Friday, March 15, 2013

A Closer Look at San Diego Hospice (continued)

Contributor Shelley Sansbury responding to comment (below) about CEO's effort to change culture:


Please be assured my intention was not to cast aspersions on anyone. Rather it was to question the necessity of the decision to shut down the very highly regarded San Diego Hospice and Institute for Palliative Medicine in the wake of a Medicare Post-Payment Review of 149 patients.

What you call a 15 year long cultural disregard for the compliance requirements of Medicare mischaracterizes the Open Access policy pioneered by HSDIPM and now employed by more than one in four hospices throughout the country. Medicare eligibility rules clearly do not allow hospices to serve patients who seek curative care, and both the hospice physician as well as the patients’ physician must certify (and periodically re-certify) that the patient is terminal with a prognosis of less than 6 months to live. Within this framework however hospices are permitted to establish their own policies, procedures and criteria for admission and discharge. Whether a patient has a willing and able caregiver available at home can affect whether a hospice accepts or declines to serve a patient who meets all Medicare Hospice eligibility requirements. Abundant research has examined restrictive enrollment policies as barriers to hospice care. (The Debate in Hospice Care, J Oncol Prac, May 1, 2008: 153-157 http://jop.ascopubs.org/content/4/3/153.full). It appears to me SDHIPM's efforts to maintain an Open Access policy is commendable. You ascribe the fate of this organization to a new CEOs attempt to change the culture, purge the executive team, but it was too late…for what? Too late to manage to achieve proper alignment between a commitment to provide the best possible hospice care and Medicare regulatory compliance, an intention the executive expressed in a Nov 13 press report.

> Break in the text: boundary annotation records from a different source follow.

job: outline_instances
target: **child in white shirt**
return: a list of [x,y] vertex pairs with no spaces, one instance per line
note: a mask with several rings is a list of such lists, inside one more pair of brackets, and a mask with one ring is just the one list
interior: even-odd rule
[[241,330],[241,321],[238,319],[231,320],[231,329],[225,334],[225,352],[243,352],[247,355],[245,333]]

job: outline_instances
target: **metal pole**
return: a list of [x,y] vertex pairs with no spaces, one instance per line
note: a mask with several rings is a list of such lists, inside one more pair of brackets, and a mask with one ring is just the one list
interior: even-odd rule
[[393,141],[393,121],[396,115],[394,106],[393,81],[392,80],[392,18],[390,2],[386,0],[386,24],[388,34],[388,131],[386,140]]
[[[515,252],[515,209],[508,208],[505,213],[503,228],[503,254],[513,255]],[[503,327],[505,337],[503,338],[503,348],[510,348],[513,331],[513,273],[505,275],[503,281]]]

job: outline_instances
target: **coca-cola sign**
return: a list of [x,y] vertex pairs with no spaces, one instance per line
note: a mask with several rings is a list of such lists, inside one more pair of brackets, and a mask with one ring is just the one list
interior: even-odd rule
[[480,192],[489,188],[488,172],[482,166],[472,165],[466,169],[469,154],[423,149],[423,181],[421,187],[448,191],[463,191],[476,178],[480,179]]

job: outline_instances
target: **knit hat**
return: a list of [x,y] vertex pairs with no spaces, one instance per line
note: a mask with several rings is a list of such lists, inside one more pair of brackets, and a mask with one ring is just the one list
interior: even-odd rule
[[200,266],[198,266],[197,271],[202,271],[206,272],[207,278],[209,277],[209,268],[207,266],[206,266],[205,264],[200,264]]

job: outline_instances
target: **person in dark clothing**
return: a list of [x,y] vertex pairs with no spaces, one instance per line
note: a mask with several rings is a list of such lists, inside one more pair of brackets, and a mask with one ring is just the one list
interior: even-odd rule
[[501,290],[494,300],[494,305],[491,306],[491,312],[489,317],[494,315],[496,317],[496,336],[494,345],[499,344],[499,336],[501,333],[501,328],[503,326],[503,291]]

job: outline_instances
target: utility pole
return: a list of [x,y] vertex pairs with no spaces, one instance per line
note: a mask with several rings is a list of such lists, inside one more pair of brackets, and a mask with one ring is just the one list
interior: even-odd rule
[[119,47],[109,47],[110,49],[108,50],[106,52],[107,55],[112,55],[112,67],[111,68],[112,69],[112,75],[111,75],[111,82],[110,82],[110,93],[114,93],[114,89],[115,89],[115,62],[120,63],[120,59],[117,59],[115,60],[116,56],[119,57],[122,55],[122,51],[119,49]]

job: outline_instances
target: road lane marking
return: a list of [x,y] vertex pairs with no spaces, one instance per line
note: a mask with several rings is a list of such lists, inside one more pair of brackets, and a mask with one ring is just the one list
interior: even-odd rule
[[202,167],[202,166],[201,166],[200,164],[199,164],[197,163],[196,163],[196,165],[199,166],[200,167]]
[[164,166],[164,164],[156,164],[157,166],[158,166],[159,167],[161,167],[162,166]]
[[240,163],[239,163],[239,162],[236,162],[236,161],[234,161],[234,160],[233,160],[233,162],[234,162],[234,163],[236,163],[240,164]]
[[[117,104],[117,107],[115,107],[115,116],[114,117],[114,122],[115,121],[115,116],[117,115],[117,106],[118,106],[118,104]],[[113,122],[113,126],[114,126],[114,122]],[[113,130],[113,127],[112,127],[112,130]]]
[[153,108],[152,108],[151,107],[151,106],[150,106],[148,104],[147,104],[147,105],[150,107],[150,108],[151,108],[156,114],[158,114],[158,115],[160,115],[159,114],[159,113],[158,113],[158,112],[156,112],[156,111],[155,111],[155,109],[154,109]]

I am familiar with the financials, as reported to the CA Office of Statewide Health and Development (and available to anyone with an internet connection). In 2011 this hospice, with an annual unduplicated census of 4,665 patients spent $320K in palliative radiation therapy alone. In total for 2011, net operating expenses of $81M exceeded net patient revenue of $71M. Non-operating revenue including community support such as “donations and contributions” amounted to $12.5M, producing a positive total fund balance.

Another interesting item included in this report is the 78,375 “Medicare Reportable Hours of Volunteer Services”. While this may be of little relevance to the bankruptcy court, it is, and I hope you would agree, a genuine asset, and perhaps one more small reason to hope that those involved in the governance of this voluntary non-profit organization would muster the devotion to emerge from Chapter 11, rather than permanently abandon operations and put an end to the mission on which the organization was built.